Mitt Romney brought the discussion of their Mormon faith upon himself Thursday night at the charity dinner organized by the Archdiocese of New York. Because it is an election year, both the President and Romney were invited and given the opportunity to give a speech full of political humor.

Romney appeared to be a practiced comedian as he flew through several jokes without cracking a smile, including several one-liners about his Mormon faith.

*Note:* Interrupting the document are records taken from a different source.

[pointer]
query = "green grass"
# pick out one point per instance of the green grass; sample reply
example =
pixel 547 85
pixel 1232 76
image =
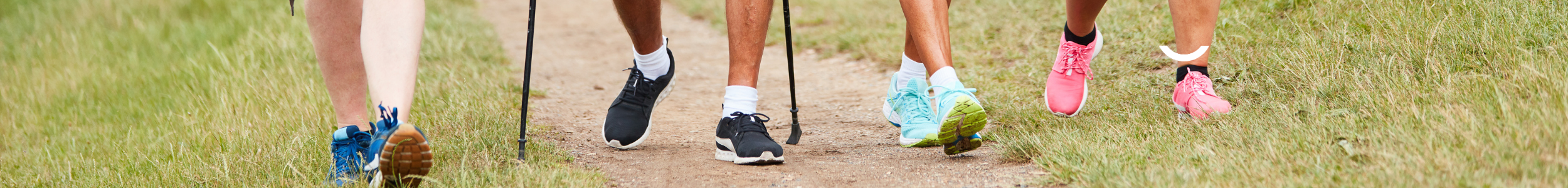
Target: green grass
pixel 1449 93
pixel 226 93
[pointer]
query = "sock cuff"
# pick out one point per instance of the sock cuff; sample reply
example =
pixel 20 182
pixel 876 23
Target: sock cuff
pixel 657 55
pixel 741 99
pixel 945 76
pixel 1183 71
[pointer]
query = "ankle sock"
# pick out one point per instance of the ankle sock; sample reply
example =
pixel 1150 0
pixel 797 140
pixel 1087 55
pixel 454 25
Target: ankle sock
pixel 653 65
pixel 908 71
pixel 943 77
pixel 1084 39
pixel 1181 73
pixel 741 99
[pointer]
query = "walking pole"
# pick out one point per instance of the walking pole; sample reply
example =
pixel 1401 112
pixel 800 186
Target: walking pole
pixel 789 52
pixel 527 73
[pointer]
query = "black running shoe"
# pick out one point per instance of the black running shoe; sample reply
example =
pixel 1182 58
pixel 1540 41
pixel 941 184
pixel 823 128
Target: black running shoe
pixel 726 130
pixel 629 120
pixel 751 142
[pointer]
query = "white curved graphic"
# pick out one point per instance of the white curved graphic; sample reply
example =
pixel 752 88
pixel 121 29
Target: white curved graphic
pixel 1187 57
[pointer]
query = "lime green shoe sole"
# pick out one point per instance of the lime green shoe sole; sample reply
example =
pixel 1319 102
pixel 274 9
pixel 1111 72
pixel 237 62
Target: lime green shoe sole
pixel 930 140
pixel 960 126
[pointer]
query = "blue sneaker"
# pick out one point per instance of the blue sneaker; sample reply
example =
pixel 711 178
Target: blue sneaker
pixel 910 110
pixel 350 152
pixel 961 115
pixel 402 152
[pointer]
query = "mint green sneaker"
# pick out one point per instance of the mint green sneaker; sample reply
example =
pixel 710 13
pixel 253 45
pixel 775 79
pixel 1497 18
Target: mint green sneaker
pixel 910 110
pixel 963 118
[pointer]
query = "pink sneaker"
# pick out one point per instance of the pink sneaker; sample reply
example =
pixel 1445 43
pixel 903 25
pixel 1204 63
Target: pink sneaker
pixel 1195 96
pixel 1067 88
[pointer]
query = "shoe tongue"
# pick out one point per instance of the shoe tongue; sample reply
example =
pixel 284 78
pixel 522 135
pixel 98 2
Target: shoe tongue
pixel 748 124
pixel 344 132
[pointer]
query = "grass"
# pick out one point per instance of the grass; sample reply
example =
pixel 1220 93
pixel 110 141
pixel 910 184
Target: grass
pixel 226 93
pixel 1330 93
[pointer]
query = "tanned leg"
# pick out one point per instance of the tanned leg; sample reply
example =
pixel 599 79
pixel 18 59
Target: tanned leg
pixel 1194 21
pixel 1083 14
pixel 926 38
pixel 389 36
pixel 640 19
pixel 334 32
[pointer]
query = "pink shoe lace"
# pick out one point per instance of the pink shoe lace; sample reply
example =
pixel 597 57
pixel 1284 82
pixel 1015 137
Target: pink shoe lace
pixel 1076 60
pixel 1197 83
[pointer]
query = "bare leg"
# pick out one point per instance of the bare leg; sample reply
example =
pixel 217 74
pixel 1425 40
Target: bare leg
pixel 748 30
pixel 391 35
pixel 334 30
pixel 640 19
pixel 1194 21
pixel 1081 14
pixel 926 38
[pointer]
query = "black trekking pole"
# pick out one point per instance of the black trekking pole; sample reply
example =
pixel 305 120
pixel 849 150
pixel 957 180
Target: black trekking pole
pixel 789 52
pixel 527 73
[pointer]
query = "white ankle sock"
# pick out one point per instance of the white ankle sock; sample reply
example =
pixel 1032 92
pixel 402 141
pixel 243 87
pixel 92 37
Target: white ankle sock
pixel 908 71
pixel 741 99
pixel 654 65
pixel 943 77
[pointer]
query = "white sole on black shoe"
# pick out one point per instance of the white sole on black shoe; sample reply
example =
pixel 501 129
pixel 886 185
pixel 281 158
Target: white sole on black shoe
pixel 766 159
pixel 660 99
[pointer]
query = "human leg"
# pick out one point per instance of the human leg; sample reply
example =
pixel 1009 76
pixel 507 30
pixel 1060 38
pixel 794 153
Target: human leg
pixel 1067 85
pixel 748 24
pixel 629 118
pixel 958 110
pixel 1194 24
pixel 334 32
pixel 391 36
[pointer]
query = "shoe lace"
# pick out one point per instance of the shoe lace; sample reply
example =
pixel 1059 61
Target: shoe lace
pixel 1197 83
pixel 347 155
pixel 913 99
pixel 635 85
pixel 1076 60
pixel 755 123
pixel 954 90
pixel 388 118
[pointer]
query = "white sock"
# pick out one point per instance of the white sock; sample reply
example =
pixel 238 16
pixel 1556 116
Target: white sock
pixel 741 99
pixel 907 71
pixel 654 65
pixel 943 77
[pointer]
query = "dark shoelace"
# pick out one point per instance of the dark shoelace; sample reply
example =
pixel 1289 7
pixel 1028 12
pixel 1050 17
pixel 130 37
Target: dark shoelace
pixel 635 85
pixel 753 126
pixel 347 157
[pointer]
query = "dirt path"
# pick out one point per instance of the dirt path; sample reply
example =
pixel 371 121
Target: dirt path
pixel 581 49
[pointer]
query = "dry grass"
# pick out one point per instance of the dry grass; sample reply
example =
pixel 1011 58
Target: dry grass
pixel 225 93
pixel 1330 93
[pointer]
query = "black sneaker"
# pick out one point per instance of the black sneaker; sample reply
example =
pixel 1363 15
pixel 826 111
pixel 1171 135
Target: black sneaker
pixel 629 118
pixel 725 151
pixel 744 140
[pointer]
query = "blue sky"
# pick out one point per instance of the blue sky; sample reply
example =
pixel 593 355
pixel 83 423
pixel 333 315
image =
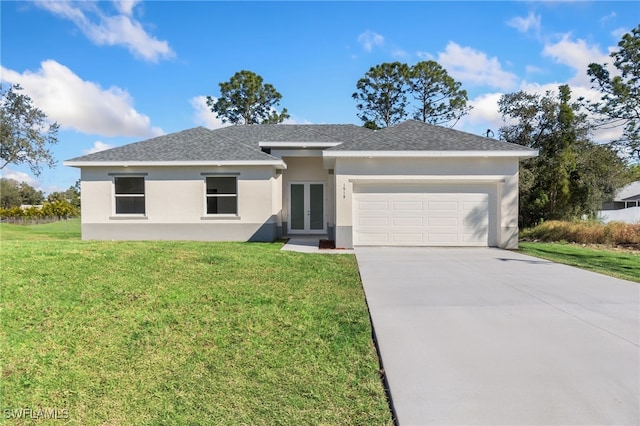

"Of course this isn't a night for serious politics, and it was especially nice to see President Obama and Cardinal (Thomas M.) Dolan sharing the dais despite their differences," he said. "I'm sure the cardinal has no hard feelings, and we might get an indication of that during dinner to see if the president's wine turns into water."

But then Romney turned the matter toward his own religious beliefs in the Word of Wisdom by stating, "Or for that matter, whether my water turns into wine."

Romney continued on, but returned to his unique health choices.

"You know, with or without all the dignitaries that are here, the Al Smith dinner surely lives up to its billing," he said. "Usually when I get invited to gatherings like this, it's just to be the designated driver."

Romney once more referred to the LDS health code and his choice to refrain from alcohol.

"The debates are very exciting," he said. "Just the other night we had a very fun debate. Candy Crowley was there, and was happy to welcome us, but people seem to be very curious just as to how we prepare for the debates. Let me tell you what I do. First, refrain from alcohol for 65 years before the debate."

Romney finished up the night by pledging his devotion to this country and his respect for the president.

"Our president has had some very fine and gracious moments," he said. "Don't tell anyone I said so, but our 44th president has many gifts and a beautiful family that would make any man proud."

Sarah Sanders Petersen is an intern for Deseret News where she writes for Mormon Times and other feature articles. She is a Communications major and editing minor.